The Right to Return has a solid legal basis. The United Nations adopted Resolution 194 on December 11, 1948. Paragraph 11 states: "...the refugees wishing to return to their homes and live at peace with their neighbors should be permitted to do so at the earliest practicable date... compensation should be paid for the property of those choosing not to return." Resolution 194 was affirmed practically every year since with a universal consensus, except for Israel and the U.S. The resolution was further clarified by UN General Assembly Resolution 3236 which reaffirms in Subsection 2, "the inalienable right of the Palestinians to return to their homes and property from which they have been displaced and uprooted, and calls for their return". Hindering return is an act of aggression, which deserves action by the Security Council. Israel's admission to the UN was conditional on its acceptance of relevant UN resolutions including 194.

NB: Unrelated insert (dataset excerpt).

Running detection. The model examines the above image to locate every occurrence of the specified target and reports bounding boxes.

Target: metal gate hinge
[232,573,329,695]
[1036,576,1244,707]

The Right to Return does not derive its validity merely from UN Resolutions. The Universal Declaration of Human Rights article 13 reaffirms the right of every individual to leave and return to his country. Moreover, the Principle of Self Determination guarantees, inter alia, the right of ownership and domicile in one's own country. The UN adopted this principle in 1947. In 1969 and thereafter, it was explicitly applied to the Palestinian People, including "the legality of the Peoples' struggle for Self-Determination and Liberation", (GAOR 2535 (xxiv), 2628 (xxv), 2672 (xxv), 2792 (xxvi)). International law demands that neither occupation nor sovereignty diminish the rights of private ownership. When the Ottomans surrendered in 1920, Palestinian ownership of the land was maintained. The land and property of "the refugees" remains their own and they are entitled to return to it.

• Research not only shows that the right of refugees to return is sacred and legal but also possible. Demographic studies show that 80% of Israelis live in 15 percent of the land and that the remaining 20% live on 85% of the land that belongs to the refugees. Further, of the 20%, 18% live in Palestinian cities while the remaining 2% live in kibbutzim and moshavs. By contrast, more than 5,000 refugees live per square kilometer in the Gaza Strip, while over the barbed wire their lands are practically empty.

• According to a 1999 report by Amnesty International, Israel has destroyed 2650 Palestinian houses in the West Bank, including east Jerusalem, since 1987 on the pretext of not having building permission. Further, thousands of acres of Palestinian owned-land have been confiscated to build settlements in these occupied territories. The settlements contravene the 4th Geneva Convention Article 49 which states that the "Occupying Power shall not transfer parts of its own civilian population into the territory it occupies."

• The inalienable rights of refugees cannot be left to "negotiations" between Israel and the Palestinian Authority. International law considers agreements between an occupier and the occupied to be null and void if they deprive civilians of recognized human rights including the rights to repatriation and restitution.

The US is bound by its laws not to fund regimes that violate human rights and basic freedoms. There is no more elemental right than one's right to his/her home and to live in his/her land. The US could use the leverage of the massive financial support it gives to the State of Israel to press for this right.